Oncologist/investigator dedicates extensive career to drug development

Medical oncologist John Sarantopoulos, M.D., cares for adult patients with melanoma and genitourinary cancers.

While the Mays Cancer Center is dramatically increasing its early phase therapeutic development, John Sarantopoulos, M.D., has worked tirelessly researching next-generation cancer therapy since 2004 after completing a clinical fellowship in advanced oncology drug development at the center’s Institute for Drug Development.

Dr. Sarantopoulos is a medical oncologist who cares for adult patients with melanoma and genitourinary (GU) cancers, including renal, prostate and bladder cancers. He also works as a clinical investigator with special expertise in antineoplastic drug development, which means he is developing drugs to prevent, inhibit or halt the development of a cancerous tumor.

Dr. Sarantopoulos has been the principal investigator for more than 100 Phase I trials and has served as co-investigator for more than 200 additional early phase clinical trials. The National Cancer Institute awarded him its Clinical Investigator Team Leadership Award as a supplement to the center’s Cancer Center Support Grant in 2011. He was the first medical oncologist to receive the award at UT Health San Antonio.

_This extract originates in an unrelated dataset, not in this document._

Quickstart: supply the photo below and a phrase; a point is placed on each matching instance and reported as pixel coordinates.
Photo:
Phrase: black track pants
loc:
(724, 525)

In addition to serving as an associate professor of medicine, he is the AT&T President’s Distinguished University Chair. Dr. Sarantopoulos also is the lead clinical investigator for the Experimental and Developmental Therapeutics Program and oversees all early phase investigator-initiated clinical trials for cancer. He acts as the leader of the center’s Early-Phase Clinical Disease Site Team, which is responsible for the prioritization, conduct and completion of Phase I and II trials at the Mays Cancer Center.

Dr. Sarantopoulos, who recently was named a top medical oncology doctor in San Antonio magazine, said he sees patients who qualify for clinical trials because they have either already received FDA-approved drugs but the cancer continued to progress or they couldn’t tolerate the treatment.

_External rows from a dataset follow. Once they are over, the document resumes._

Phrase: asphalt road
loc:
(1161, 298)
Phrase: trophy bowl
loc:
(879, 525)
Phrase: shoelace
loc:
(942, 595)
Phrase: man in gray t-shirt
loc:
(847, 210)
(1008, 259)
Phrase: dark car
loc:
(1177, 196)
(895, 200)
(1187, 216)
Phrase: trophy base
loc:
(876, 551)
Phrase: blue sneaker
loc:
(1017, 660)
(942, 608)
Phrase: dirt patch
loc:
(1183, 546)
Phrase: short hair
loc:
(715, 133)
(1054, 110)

“We work with patients who are interested in proceeding with new therapy options,” he said. “Historically, we have moved away from chemotherapy because of the side effects and the fact that it did not work against certain cancers.

“We are now looking at new, more specific drug targets that may cause a protein change in a tumor. We are trying to match up the tumor type with the new drug options. It is like a lock and a key. We must find the lock and the key that match up to fight different types of cancer.”
Experience has shown him that sometimes cancer cells are more complicated and further treatment is needed. The move toward using immunotherapy, which involves using the patient’s own immune system to help battle the cancerous cells, has become very prominent in recent years.

“This triggers patients’ immune systems to fight the cancer. There has been an explosion of medicine in this area benefiting different types of tumors,” he said.

Dr. Sarantopoulos said researchers have seen dramatic responses to the targeted drug therapy. The center’s program has studied first-in-human medications, including single agents and combinations of two or more drugs working together.

Researchers at the Mays Cancer Center are studying drug combinations using a person’s own antibody, which is a blood protein produced by the immune system to neutralize the tumor cells. “The antibody can take the drug straight to the cancer cell. We also are looking at new bio-specific antibodies that can have two targets.

“This falls within new combinations of immunotherapy. We are working to combine initial first-generation immunotherapy agents with co-inhibitors to augment the immune system even further,” he said.

In addition, the center’s researchers are working with new agents that have been modified in structure or the target has been changed. These new drugs are better at binding to the cancerous cells and have fewer side effects, Dr. Sarantopoulos said.

“In general, we have seen an increase in response to treatment: shrinking of the tumors, quicker response time, and fewer side effects,” he added. Dr. Sarantopoulos said he also is excited about a portfolio of a new oral formula that is used with a second component. Previously, this was administered through an IV. The oral medicine is given with a second component to target the resistance that was seen previously, he said.

Additional new elements of research are modifying the duration of treatment and looking at giving a smaller dose of the drug with a full dose of immunotherapy to augment the cancer fighting results while reducing the side effects, he explained.

“We have a number of new targets in the pipeline. And, we are also evaluating specific disease sites, such as breast, lung, colon and prostate cancer plus other tumor types,” Dr. Sarantopoulos said. “We are trying to change the paradigm of cancer from being a lethal disease to a more chronic, stable condition.”